Coube ao laborioso ministro da justiça o Sr. Nabuco de Araújo a glória de propagar no país as novas ideias que dominam a matéria das hipotecas em harmonia com os progressos da ciência. Seu relatório de 1854 lançou as primeiras sementes, fez compreender a urgência da reforma hipotecária, a necessidade de fundar o crédito territorial sobre a base da hipoteca. O pensamento cardeal do seu Projeto apresentado ao corpo legislativo na sessão de 25 de julho do mesmo ano foi a publicidade das hipotecas e com ela a de todas as transmissões de imóveis por título entre vivos, e constituições de direitos reais. Uma comissão especial da câmara dos deputados examinou esse projeto e seu parecer abundou nas mesmas ideias e até excedeu-as, opinando que a transcrição no registro público dos títulos de transmissão dos imóveis devia ter um valor ainda maior do que se lhe dera no projeto. (FREITAS, 2003. p. CXCIX.)

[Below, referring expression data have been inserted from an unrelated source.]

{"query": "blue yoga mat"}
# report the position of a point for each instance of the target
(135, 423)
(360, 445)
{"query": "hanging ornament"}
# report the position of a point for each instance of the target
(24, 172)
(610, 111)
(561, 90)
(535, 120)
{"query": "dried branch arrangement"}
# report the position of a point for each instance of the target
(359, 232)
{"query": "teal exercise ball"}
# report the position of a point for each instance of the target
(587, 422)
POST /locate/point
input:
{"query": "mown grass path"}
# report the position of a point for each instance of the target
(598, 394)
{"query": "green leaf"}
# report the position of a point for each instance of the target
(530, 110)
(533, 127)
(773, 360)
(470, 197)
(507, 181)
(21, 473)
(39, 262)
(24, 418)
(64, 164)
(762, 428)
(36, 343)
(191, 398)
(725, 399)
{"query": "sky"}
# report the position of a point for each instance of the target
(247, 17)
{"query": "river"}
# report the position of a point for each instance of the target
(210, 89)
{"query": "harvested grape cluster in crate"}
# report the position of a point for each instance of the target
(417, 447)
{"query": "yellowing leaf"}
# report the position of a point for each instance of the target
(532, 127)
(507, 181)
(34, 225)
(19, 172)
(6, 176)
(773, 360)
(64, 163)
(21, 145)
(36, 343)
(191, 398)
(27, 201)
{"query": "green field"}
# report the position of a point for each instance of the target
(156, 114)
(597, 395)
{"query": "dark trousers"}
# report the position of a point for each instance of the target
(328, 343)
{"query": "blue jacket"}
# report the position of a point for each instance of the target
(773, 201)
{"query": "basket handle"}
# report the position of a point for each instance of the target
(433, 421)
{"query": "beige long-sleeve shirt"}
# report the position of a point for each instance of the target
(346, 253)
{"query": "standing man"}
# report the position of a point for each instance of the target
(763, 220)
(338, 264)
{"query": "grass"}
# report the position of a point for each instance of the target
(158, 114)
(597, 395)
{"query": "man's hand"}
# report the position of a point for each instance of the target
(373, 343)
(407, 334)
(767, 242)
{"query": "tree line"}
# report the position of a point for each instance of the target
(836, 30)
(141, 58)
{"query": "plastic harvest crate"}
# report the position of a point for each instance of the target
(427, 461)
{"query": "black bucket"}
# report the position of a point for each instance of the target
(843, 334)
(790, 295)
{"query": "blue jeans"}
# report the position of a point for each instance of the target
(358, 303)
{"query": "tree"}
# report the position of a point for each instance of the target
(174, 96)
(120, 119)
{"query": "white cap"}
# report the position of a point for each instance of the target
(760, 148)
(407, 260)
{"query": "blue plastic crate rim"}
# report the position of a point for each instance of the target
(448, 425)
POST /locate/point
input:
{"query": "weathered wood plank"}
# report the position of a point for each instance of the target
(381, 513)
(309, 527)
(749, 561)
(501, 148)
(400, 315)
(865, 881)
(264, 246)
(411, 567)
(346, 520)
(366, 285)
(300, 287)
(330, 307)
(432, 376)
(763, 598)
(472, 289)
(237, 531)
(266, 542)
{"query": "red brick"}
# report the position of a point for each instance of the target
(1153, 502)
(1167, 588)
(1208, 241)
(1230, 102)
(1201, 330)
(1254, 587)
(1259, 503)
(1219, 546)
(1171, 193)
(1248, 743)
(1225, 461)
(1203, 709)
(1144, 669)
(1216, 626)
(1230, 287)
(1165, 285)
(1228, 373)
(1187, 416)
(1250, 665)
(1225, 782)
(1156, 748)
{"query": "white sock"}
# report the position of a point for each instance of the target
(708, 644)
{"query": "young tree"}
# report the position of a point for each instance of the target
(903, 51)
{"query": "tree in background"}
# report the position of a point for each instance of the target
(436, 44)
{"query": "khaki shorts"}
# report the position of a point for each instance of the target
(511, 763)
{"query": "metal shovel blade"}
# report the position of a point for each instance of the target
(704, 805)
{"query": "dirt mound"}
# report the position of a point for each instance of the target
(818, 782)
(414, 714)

                Para Lysippo Garcia, tratou-se de uma negativa de prova de direito, conforme leciona ao tratar do registro de imóveis:

como guzano, que coroe o tronco em que consegue aninha-se, ficou, em nosso sistema imobiliário, a corroer a consolidação da propriedade, o princípio, que negava à transcrição a força de provar o domínio... a Lei de 1864, assim como a de 1890, esquecendo que o fim visado era a segurança da propriedade imóvel e da garantia hipotecária, negou em absoluto à transcrição poder para provar os direitos que publicava. (GARCIA, 1922. p. 97)

 

            Todavia o instituto, combatido por alguns à época, foi pouco utilizado, podendo extrair-se tal conjuntura do relato do Magistrado de Itajaí, Manuel Martins Torrres, em 1876:

Em princípios de 1873, quando na forma do decreto 3.572 de 30 de dezembro de 1865, tivemos que organizar a estatística judiciária do ano anterior desta Comarca de Itajaí, oito anos depois da publicação da lei, deixamos de remeter o mapa relativo às transcrições de imóveis por não constar uma só do livro respectivo, que se achava em branco, quando pelos livros de notas, verificamos que desde a época da promulgação da lei até aquela data, muitos contratos de transmissões de imóveis entre vivos (além dos particulares) tiveram lugar. Faltando, portanto, a todos esses contratos a solenidade importante e garantidora da transcrição, de cuja data tais contratos, perfeitos e acabados entre as partes contratantes ou seus herdeiros, principiam a operar seus efeitos a respeito dos terceiros.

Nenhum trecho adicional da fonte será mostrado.